O romance O Castelo de Otranto (1765), de Horace Walpole, é considerado a primeira delas. Além da arquitetura do castelo em si, a história narra uma série de acontecimentos sem explicação racional, que movimentam intensamente a emoção dos personagens.  Esses elementos típicos do gênero fazem parte da configuração de Gótico Nordestino, mesmo que a arquitetura tradicionalmente europeia e medieval não apareça como cenário. De fato, ela nem faria sentido dentro do recorte dessa região do país. Mas Cristhiano consegue trazer outras particularidades do estilo.
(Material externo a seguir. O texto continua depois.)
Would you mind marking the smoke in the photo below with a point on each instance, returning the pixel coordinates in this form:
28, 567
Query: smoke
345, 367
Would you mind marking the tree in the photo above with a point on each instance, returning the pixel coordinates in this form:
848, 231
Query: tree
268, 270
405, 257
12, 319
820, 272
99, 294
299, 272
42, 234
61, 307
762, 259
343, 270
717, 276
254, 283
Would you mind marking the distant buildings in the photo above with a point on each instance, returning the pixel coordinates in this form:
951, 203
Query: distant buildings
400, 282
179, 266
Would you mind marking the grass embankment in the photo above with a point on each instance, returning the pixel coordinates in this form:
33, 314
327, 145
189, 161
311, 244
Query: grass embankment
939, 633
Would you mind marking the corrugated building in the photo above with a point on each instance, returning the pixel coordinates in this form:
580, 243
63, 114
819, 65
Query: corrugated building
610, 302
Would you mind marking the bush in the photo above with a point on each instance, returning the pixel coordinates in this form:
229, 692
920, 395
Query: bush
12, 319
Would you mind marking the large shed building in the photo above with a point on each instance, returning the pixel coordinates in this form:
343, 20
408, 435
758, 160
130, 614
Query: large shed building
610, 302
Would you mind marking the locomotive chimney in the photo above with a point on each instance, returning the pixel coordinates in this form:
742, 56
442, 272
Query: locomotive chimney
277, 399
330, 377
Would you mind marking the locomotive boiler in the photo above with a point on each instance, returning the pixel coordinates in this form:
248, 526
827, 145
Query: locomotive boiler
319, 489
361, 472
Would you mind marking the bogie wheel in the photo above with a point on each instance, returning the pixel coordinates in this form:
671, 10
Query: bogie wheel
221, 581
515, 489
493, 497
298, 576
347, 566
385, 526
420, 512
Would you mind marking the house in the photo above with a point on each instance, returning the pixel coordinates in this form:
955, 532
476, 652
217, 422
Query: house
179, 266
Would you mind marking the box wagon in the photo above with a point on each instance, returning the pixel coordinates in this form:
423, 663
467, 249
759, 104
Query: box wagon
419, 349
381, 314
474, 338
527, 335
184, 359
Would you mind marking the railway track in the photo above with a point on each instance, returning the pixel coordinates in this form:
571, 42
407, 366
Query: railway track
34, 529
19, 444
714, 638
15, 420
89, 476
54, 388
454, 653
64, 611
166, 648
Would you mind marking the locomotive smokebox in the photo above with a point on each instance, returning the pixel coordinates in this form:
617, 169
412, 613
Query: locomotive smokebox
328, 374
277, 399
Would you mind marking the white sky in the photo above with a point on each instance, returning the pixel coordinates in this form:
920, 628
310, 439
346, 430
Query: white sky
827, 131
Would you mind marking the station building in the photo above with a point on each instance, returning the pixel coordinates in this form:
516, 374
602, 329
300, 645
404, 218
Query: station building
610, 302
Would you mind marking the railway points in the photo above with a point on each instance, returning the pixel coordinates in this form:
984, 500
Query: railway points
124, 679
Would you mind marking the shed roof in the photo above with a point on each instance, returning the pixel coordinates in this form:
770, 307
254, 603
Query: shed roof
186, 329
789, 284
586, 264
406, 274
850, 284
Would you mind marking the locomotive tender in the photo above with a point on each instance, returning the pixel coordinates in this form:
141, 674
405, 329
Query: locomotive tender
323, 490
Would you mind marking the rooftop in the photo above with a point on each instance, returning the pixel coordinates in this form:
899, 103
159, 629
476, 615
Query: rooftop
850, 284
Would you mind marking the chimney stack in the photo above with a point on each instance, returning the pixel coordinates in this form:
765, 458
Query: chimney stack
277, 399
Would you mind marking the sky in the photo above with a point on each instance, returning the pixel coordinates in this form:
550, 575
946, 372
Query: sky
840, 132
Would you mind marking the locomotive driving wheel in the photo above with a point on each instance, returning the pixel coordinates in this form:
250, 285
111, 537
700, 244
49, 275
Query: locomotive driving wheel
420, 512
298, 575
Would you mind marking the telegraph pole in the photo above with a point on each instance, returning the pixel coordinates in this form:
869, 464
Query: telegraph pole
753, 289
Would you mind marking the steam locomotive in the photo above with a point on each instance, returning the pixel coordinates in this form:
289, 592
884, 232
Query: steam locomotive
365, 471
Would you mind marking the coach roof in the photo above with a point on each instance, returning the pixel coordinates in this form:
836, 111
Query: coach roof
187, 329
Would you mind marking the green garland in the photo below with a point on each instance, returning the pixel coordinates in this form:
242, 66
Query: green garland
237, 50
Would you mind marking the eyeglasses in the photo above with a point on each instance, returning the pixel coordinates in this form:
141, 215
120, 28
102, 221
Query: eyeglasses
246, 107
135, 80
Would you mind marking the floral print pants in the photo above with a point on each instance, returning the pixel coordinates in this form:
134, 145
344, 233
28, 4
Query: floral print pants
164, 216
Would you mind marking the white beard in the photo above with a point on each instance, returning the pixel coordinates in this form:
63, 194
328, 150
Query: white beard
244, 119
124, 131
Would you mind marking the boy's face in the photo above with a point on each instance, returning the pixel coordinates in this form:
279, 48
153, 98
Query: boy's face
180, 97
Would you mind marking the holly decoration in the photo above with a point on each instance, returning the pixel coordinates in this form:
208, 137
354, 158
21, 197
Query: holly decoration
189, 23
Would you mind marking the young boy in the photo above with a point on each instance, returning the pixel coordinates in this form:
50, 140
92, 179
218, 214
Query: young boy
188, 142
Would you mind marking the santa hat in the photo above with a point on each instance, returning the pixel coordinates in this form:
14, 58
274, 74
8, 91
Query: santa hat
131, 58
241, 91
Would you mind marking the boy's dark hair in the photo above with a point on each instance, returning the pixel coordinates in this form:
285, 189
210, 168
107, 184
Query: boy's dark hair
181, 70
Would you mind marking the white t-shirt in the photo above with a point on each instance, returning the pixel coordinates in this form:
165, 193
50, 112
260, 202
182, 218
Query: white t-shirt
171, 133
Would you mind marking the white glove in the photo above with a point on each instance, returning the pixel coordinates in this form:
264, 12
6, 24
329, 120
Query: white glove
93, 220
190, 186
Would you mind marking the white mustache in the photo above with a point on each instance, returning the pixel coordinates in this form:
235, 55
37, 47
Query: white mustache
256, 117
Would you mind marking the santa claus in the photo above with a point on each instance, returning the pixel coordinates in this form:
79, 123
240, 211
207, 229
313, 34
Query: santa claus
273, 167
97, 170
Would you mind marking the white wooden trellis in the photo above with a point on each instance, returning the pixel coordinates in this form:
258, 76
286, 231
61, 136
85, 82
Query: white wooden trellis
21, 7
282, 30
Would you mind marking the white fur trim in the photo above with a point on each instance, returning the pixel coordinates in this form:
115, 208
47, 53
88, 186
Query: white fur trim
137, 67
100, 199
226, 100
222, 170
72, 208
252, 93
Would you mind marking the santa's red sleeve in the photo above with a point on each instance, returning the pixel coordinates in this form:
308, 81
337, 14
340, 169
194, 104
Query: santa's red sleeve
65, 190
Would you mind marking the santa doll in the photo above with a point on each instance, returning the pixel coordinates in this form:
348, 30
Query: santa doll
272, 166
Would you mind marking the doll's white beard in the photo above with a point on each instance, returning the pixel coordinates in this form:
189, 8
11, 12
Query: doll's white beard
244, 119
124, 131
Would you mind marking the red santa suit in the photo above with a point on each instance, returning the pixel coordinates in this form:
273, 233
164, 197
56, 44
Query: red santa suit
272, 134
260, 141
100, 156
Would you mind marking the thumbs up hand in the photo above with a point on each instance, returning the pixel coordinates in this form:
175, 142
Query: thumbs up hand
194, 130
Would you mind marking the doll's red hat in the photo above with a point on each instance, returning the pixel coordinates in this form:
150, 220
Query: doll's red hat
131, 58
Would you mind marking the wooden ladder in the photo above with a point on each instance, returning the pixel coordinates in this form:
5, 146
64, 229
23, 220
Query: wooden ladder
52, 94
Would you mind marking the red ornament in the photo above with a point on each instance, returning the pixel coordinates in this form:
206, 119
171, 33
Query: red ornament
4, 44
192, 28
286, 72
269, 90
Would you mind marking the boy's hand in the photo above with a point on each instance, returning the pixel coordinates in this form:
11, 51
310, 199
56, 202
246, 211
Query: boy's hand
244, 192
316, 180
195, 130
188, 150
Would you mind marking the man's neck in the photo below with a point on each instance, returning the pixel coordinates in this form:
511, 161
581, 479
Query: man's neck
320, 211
É o caso do último conto, “Vampiro”, onde a criatura mitológica e folclórica ganha novos contornos devido a um enredo ambientado numa cidadezinha do interior, árida e com forte influência religiosa. Ele se integra ao imaginário popular dos moradores do mesmo modo que as lendas originalmente brasileiras fazem parte do cotidiano dos moradores de várias regiões, cada uma com suas próprias lendas e lugares assombrados.  O leitor acompanha como aquela cidade se organizou em torno da presença desse ser sobrenatural, onde o extraordinário passa a fazer parte da rotina:

“É de conhecimento público que na nossa cidadezinha habita, há anos, um vampiro. E todos: a imortalidade cobra seu preço, assim como cobram um preço o amor e o assassinato.”

Os sentimentos provocados pela literatura gótica são sentimentos da gama do horror, como angústia, medo e apreensão despertados por acontecimentos que são induzidos e reforçados pelo ambiente. Em “A mulher dos pés molhados” esse ambiente é a carcaça de um navio que emerge após vários anos. Nesse processo, ele traz de volta conflitos familiares, além de uma iminente maldição passada de geração em geração.

Loucura, morte, crimes e até carnificina também aparecem como pano de fundo nos contos. Em “As onças”, um vilarejo é tomado por animais felinos, onde os moradores se veem acuados por medo de ataques e só conseguem sair de casa à noite. Em “Lázaro”, os mortos voltam à vida, numa releitura dos famosos zumbis, com inspiração na pandemia da covid-19. Segundo o autor, o livro começou a ser escrito em 2018, mas o processo continuou ao longo de 2020 e 2021.

Em cada conto, o autor consegue criar um novo universo que escapa à expectativa do leitor. Para o bem ou para o mal. Isso porque quem espera sentir medo com as histórias talvez se frustre com a leitura. Mas quem estiver entregue à descoberta, vai mergulhar com mais facilidade nas propostas e aproveitar muito bem cada uma delas.

O exemplar foi cedido para resenha por meio de parceria com a Companhia das Letras.